Chapter 1 - Epidemiology, Risk factors and Pathogenesis of Squamous Cell Tumours

Transformation of normal mucosa into invasive HNSCC follows a molecular progression model of multistep carcinogenesis.

Loss of genetic material from chromosome region 9p21 and inactivation of p16 tumour suppression gene are the earliest alterations identified at transition to hyperplastic mucosa.

Subsequent transition to dysplasia is characterised by loss of 3p and 17p and by p53 inactivation. Loss of 11q, 13q and 14q precedes transition to carcinoma in situ.

Loss of 6p, 8p and 4q is identified during transformation to invasive HNSCC. Tobacco-related HNSCC is associated with mutation of p53 and downregulation of p16 protein.

 Leukoplakia and erythroplakia are the precursors of invasive HNSCC in the oral mucosa. Leukoplakia appears as white plaques and erythroplakia as a red zone of mucosa.

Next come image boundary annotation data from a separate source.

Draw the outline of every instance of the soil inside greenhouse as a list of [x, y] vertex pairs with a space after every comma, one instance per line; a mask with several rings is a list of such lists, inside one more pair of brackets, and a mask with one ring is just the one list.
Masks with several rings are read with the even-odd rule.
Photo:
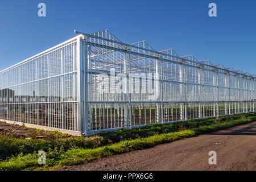
[[256, 170], [256, 122], [60, 170]]
[[68, 135], [54, 135], [48, 133], [48, 131], [39, 131], [18, 125], [6, 123], [4, 122], [0, 122], [0, 136], [7, 138], [44, 140], [52, 140], [70, 136]]

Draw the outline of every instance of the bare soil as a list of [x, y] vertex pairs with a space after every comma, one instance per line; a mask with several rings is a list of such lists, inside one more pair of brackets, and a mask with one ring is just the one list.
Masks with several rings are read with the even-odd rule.
[[36, 139], [52, 140], [57, 138], [69, 137], [68, 135], [56, 135], [48, 133], [48, 131], [36, 131], [20, 126], [0, 122], [0, 136], [8, 138], [27, 138]]
[[[209, 152], [217, 153], [210, 165]], [[256, 170], [256, 122], [61, 170]]]

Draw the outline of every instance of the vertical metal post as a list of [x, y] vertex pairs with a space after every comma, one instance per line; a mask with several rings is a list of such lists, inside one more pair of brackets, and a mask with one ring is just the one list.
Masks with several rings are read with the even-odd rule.
[[183, 100], [182, 100], [182, 94], [183, 94], [183, 80], [182, 80], [182, 76], [183, 76], [183, 71], [182, 71], [182, 64], [181, 63], [180, 63], [179, 65], [179, 72], [180, 72], [180, 119], [183, 120]]
[[224, 94], [224, 97], [225, 97], [225, 115], [228, 115], [228, 107], [226, 105], [226, 88], [227, 88], [227, 79], [226, 79], [226, 73], [225, 73], [224, 74], [224, 80], [225, 80], [225, 94]]
[[205, 117], [205, 94], [204, 94], [204, 67], [203, 67], [203, 77], [202, 77], [202, 81], [203, 81], [203, 117]]
[[[154, 85], [155, 86], [156, 86], [156, 90], [158, 90], [158, 93], [159, 93], [159, 68], [158, 68], [158, 59], [157, 57], [155, 58], [155, 79], [156, 79], [156, 85]], [[157, 123], [159, 122], [159, 104], [158, 103], [158, 102], [157, 102], [157, 101], [155, 101], [156, 102], [156, 122]]]
[[[133, 81], [131, 80], [131, 52], [130, 52], [130, 48], [129, 49], [129, 122], [130, 122], [130, 128], [131, 129], [131, 84], [133, 84]], [[133, 85], [132, 86], [133, 88]], [[150, 110], [151, 109], [150, 108]], [[135, 114], [135, 113], [134, 114]]]
[[[84, 48], [82, 36], [79, 36], [77, 39], [77, 130], [81, 133], [86, 132], [84, 128], [85, 122], [84, 110]], [[85, 124], [85, 126], [87, 125]]]
[[240, 113], [240, 76], [238, 76], [238, 113]]
[[185, 67], [185, 74], [184, 74], [184, 82], [185, 82], [185, 119], [188, 119], [188, 112], [187, 112], [187, 66], [186, 64], [184, 65]]
[[229, 74], [229, 114], [231, 114], [230, 113], [230, 75]]
[[123, 51], [123, 72], [125, 75], [125, 78], [125, 78], [125, 86], [124, 86], [125, 90], [123, 93], [125, 94], [125, 104], [124, 104], [124, 105], [125, 105], [125, 106], [124, 106], [125, 127], [128, 126], [128, 115], [127, 115], [127, 103], [126, 103], [126, 102], [127, 101], [127, 96], [129, 94], [128, 90], [127, 90], [127, 88], [128, 88], [127, 79], [128, 79], [129, 77], [128, 77], [127, 65], [127, 61], [126, 60], [127, 50], [127, 48], [126, 48]]
[[[213, 73], [213, 78], [212, 78], [213, 88], [214, 89], [214, 90], [215, 90], [216, 82], [215, 82], [215, 71], [214, 71], [214, 70], [213, 71], [212, 73]], [[216, 115], [215, 106], [216, 106], [216, 98], [215, 98], [215, 93], [213, 93], [213, 117], [215, 117], [215, 115]]]
[[199, 113], [199, 118], [201, 118], [201, 81], [200, 81], [200, 72], [201, 72], [201, 69], [200, 67], [198, 67], [198, 99], [199, 99], [199, 102], [198, 102], [198, 113]]
[[247, 113], [248, 112], [248, 80], [247, 80], [247, 77], [246, 77], [246, 112]]
[[255, 111], [255, 107], [254, 107], [254, 102], [255, 102], [255, 94], [254, 94], [254, 92], [255, 92], [255, 90], [254, 90], [254, 87], [255, 87], [255, 79], [254, 78], [253, 78], [253, 111], [254, 112]]

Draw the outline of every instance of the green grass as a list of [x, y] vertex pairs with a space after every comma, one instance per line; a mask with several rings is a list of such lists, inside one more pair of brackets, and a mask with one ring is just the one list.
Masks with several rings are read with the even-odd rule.
[[[57, 131], [51, 131], [51, 134], [64, 136], [51, 140], [30, 139], [22, 138], [10, 138], [0, 136], [0, 160], [5, 160], [8, 157], [16, 156], [20, 153], [23, 155], [32, 154], [43, 150], [48, 152], [55, 147], [61, 146], [64, 151], [74, 148], [95, 148], [98, 147], [113, 144], [123, 140], [144, 138], [161, 134], [174, 133], [184, 130], [207, 126], [216, 123], [223, 123], [228, 121], [243, 118], [250, 116], [256, 116], [255, 113], [227, 115], [220, 118], [192, 119], [188, 121], [174, 122], [167, 124], [154, 124], [133, 129], [123, 129], [113, 132], [101, 133], [98, 135], [89, 138], [83, 136], [69, 136], [59, 134]], [[38, 130], [43, 131], [43, 130]], [[44, 131], [48, 133], [49, 131]], [[69, 136], [65, 138], [65, 136]]]
[[[70, 148], [65, 150], [63, 146], [56, 147], [53, 150], [50, 148], [48, 151], [46, 156], [47, 164], [43, 167], [38, 163], [39, 156], [36, 152], [34, 152], [32, 154], [26, 155], [21, 153], [16, 156], [6, 159], [5, 161], [0, 162], [0, 170], [52, 169], [65, 166], [80, 164], [84, 162], [89, 162], [113, 155], [150, 148], [159, 144], [168, 143], [184, 138], [194, 136], [256, 121], [255, 113], [240, 115], [236, 119], [228, 119], [231, 118], [229, 116], [222, 118], [215, 118], [212, 122], [210, 122], [210, 125], [207, 126], [184, 129], [179, 131], [158, 134], [146, 137], [137, 137], [136, 139], [126, 139], [95, 148]], [[162, 126], [164, 125], [162, 125]], [[191, 125], [189, 126], [192, 127]], [[185, 127], [185, 125], [183, 126]], [[158, 127], [160, 127], [159, 132], [166, 131], [160, 130], [160, 126], [158, 126]], [[123, 130], [118, 132], [121, 132], [123, 135], [126, 133], [126, 131], [123, 131]], [[116, 131], [114, 133], [118, 136], [119, 134], [118, 132]], [[106, 135], [106, 133], [105, 135]]]

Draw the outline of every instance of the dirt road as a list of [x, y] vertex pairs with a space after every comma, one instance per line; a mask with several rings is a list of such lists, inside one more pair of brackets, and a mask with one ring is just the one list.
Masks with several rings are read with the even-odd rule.
[[[208, 153], [217, 153], [210, 165]], [[63, 170], [256, 170], [256, 122]]]

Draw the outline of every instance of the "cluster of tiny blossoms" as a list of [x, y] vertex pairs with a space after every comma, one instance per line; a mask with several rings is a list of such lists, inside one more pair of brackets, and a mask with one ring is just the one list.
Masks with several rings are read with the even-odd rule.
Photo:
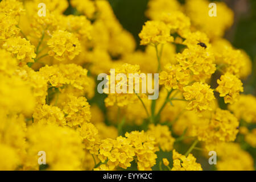
[[[142, 51], [107, 0], [1, 1], [0, 170], [202, 170], [196, 157], [210, 150], [217, 169], [253, 170], [256, 98], [241, 94], [251, 60], [223, 38], [232, 11], [216, 2], [212, 18], [209, 3], [150, 0]], [[100, 95], [101, 73], [146, 92]], [[159, 74], [156, 100], [147, 73]]]

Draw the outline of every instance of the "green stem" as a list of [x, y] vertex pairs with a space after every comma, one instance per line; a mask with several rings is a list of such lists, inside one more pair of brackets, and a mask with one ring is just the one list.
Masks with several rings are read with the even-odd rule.
[[160, 171], [163, 171], [163, 168], [162, 168], [162, 161], [159, 162], [159, 169]]
[[93, 161], [94, 162], [94, 166], [96, 166], [97, 164], [96, 164], [96, 160], [95, 160], [95, 158], [94, 158], [94, 156], [92, 154], [92, 156], [93, 156]]
[[192, 144], [191, 145], [191, 146], [190, 146], [189, 148], [188, 148], [188, 151], [187, 151], [187, 152], [185, 154], [185, 156], [187, 157], [188, 154], [189, 154], [190, 152], [191, 152], [191, 151], [193, 150], [193, 149], [194, 148], [194, 147], [196, 146], [196, 144], [197, 144], [199, 140], [197, 139], [196, 139], [194, 142], [193, 142]]
[[167, 166], [166, 167], [169, 169], [169, 171], [172, 171], [172, 169], [171, 169], [171, 168], [169, 167], [169, 166]]
[[155, 122], [155, 105], [156, 103], [156, 100], [154, 100], [151, 102], [151, 121], [153, 123]]
[[45, 57], [45, 56], [48, 56], [48, 53], [46, 53], [46, 54], [44, 54], [44, 55], [42, 55], [41, 56], [40, 56], [39, 57], [38, 57], [38, 58], [36, 58], [36, 59], [35, 59], [35, 63], [36, 63], [37, 61], [38, 61], [39, 59], [40, 59], [41, 58], [43, 58], [43, 57]]
[[123, 134], [123, 126], [125, 123], [125, 117], [123, 117], [121, 122], [118, 124], [117, 129], [118, 130], [118, 135], [122, 135]]
[[41, 46], [41, 44], [43, 42], [43, 40], [44, 39], [44, 31], [43, 31], [43, 33], [42, 33], [41, 38], [40, 39], [39, 42], [38, 44], [38, 46], [36, 47], [36, 55], [38, 55], [38, 51], [39, 49], [40, 46]]
[[[156, 44], [155, 44], [155, 51], [156, 52], [156, 57], [158, 59], [158, 73], [159, 73], [159, 71], [161, 69], [161, 64], [161, 64], [160, 63], [161, 57], [158, 52], [158, 46]], [[162, 51], [160, 51], [160, 52], [162, 52]]]
[[144, 109], [145, 109], [146, 113], [147, 113], [147, 117], [148, 118], [150, 118], [150, 115], [149, 114], [148, 111], [147, 111], [147, 107], [146, 107], [146, 105], [144, 104], [143, 101], [142, 101], [142, 100], [141, 99], [141, 97], [139, 97], [139, 96], [138, 94], [138, 93], [135, 93], [136, 96], [137, 96], [138, 98], [139, 99], [139, 100], [141, 101], [141, 103], [142, 104], [142, 105], [143, 106]]
[[174, 89], [171, 89], [170, 91], [169, 91], [167, 93], [167, 96], [166, 96], [166, 100], [164, 101], [164, 104], [162, 106], [161, 108], [160, 108], [159, 110], [158, 111], [158, 113], [156, 114], [156, 118], [158, 118], [160, 116], [160, 114], [161, 114], [161, 112], [162, 111], [163, 109], [166, 106], [166, 104], [168, 103], [169, 100], [169, 97], [172, 93], [172, 91], [174, 91]]

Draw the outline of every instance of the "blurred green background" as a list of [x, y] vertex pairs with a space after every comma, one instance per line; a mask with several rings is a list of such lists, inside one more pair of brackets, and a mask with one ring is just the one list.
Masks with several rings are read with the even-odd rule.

Field carcinogenesis refers to carcinogen distribution over large areas in upper aerodigestive tracts, due to continuous exposure, rendering mucosa a potential site for cancer.

HPV infection carcinogenesis: The integration of HPV DNA into the host genome disrupts the expression of factor E2, the transcriptional repressor of E6 and E7 viral proteins.

E6 and E7 encode oncoproteins that bind and degrade p53 and retinoblastoma (RB) tumour suppressors, respectively. Degradation of Rb induces expression of p16INK4A.

Rb is a negative regulator of p16 protein; low Rb levels lead to p16 upregulation. HPV+ OPC is typically p53 and Rb1 wild-type and demonstrates high p16 protein levels.

Revision Questions

  1. Which molecular abnormalities are associated with tobacco-related HNSCC?
  2. What are the molecular features of HPV+ OPC?
  3. What are the premalignant lesions of invasive squamous cancer in the oral mucosa?